All heads were bent before her.

None dared speak a word to hinder her in her purpose.
The morrow saw us before Jargeau.

Its walls were strong, it was well supplied with those great guns that belched forth fire and smoke, and scattered huge stone balls against any attacking force.
But we had brought guns with us--great pieces of ordnance, to set against the city walls, and the Maid ordered these to be brought and placed in certain positions, never asking counsel, always acting on her own initiative, without hesitation and without haste, calm and serene; with that deep, farseeing gaze of hers turned from her own position to the city and back again, as though she saw in some miraculous vision what must be the end of all this toil.
"Mort de Dieu!" cried La Hire, forgetting in his wonder the loyally kept promise to swear only by his baton, "but the Maid has nothing to learn in the art of gunnery!
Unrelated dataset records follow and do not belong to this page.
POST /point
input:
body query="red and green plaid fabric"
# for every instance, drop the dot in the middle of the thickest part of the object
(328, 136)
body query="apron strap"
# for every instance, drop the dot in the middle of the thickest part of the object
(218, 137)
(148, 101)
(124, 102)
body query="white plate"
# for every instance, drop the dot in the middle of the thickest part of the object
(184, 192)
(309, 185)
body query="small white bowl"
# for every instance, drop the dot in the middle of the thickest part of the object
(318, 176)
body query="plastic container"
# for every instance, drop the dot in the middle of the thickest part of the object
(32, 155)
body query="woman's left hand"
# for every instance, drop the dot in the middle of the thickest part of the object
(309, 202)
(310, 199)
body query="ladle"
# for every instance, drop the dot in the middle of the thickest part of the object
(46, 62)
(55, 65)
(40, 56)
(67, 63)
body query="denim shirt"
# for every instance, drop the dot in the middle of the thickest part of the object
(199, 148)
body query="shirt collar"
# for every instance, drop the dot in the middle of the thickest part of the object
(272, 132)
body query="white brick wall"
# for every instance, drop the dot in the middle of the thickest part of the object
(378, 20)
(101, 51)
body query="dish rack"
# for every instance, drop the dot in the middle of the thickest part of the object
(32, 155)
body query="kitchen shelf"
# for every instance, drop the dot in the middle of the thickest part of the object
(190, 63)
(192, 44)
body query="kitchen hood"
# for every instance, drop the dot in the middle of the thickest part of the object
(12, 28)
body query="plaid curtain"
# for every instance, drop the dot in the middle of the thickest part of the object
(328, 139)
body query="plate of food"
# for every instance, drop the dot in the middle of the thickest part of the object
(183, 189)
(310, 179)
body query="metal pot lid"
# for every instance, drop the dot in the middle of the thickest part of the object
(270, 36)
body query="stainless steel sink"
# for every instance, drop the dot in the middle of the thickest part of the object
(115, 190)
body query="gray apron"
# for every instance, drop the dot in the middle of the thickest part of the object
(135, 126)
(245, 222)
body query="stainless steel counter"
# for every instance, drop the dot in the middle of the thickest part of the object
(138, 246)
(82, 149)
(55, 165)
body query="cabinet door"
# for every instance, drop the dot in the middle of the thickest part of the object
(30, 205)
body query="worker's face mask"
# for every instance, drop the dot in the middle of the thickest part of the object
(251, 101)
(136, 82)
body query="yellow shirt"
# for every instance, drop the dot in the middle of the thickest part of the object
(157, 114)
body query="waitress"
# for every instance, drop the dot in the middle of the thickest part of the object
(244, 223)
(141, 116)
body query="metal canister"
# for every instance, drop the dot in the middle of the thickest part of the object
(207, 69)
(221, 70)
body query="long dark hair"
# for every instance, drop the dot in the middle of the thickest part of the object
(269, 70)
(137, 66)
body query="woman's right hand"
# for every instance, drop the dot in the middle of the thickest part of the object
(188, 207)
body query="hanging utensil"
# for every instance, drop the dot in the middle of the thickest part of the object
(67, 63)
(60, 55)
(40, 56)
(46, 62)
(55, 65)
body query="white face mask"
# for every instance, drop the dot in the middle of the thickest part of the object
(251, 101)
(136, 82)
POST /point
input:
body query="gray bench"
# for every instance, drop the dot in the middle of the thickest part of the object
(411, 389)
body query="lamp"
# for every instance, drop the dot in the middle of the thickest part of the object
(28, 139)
Where hath she learnt such skill, such wisdom! We never had guns to place at Orleans! Where has the child seen warfare, that she places her artillery with the skill of a tried general of forces!" Ah!--where had the Maid learned her skill in any kind of warfare?
Had we not been asking this from the first?
This was but another development of the same miracle.

For my part I had ceased now to wonder at anything which she said or did.
At daybreak on the morrow the roar of battle began.